What he means is, “Sir,”—or Madam—“I personally shall not be troubled in the slightest by what you anticipate. When you encounter it, I shall be safe at home, and snug in my own bed.”

To be fair, I had only asked “Mr. Twain” if there would be a problem traveling with my dog. I had not thought to inquire about being admitted to my hotel room in Cairo with Rosie at my side.

The Semiramis, I was given to understand, was one of the finest hotels in the world. Certainly it was one of the most expensive, but by the time I made the reservation, I was long past pinching pe

After the cool, blue beauty of the Mediterranean, the port of Alexandria greeted our steamer with milky heat and a buzzing horror of flies. Above us, vultures wheeled or seemed to stall, stationary in the sky. Peddlers on the squalid dock hawked sugarcane and dates and lemonade in an aggravating singsong serenade.
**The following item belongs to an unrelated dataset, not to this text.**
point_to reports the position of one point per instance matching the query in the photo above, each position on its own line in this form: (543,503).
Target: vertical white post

Beyond them, woeful donkeys complained while being grossly overloaded by sweating stevedores.

An alarming crowd of nearly naked men had gathered, hoping for work, I supposed, but with a sullen temper that certainly would have discouraged me from speaking to any. One stood out, however, handsome in a white turban, his bare brown legs beneath a long blue gown held close by a vivid red belt. Raising a hand to shield his eyes against the glare, he seemed to search the deck. Just as I saw “Cook’s Porter” emblazoned across his chest, he spotted me and called out, “You travel Cook, madams? All right! I am here!”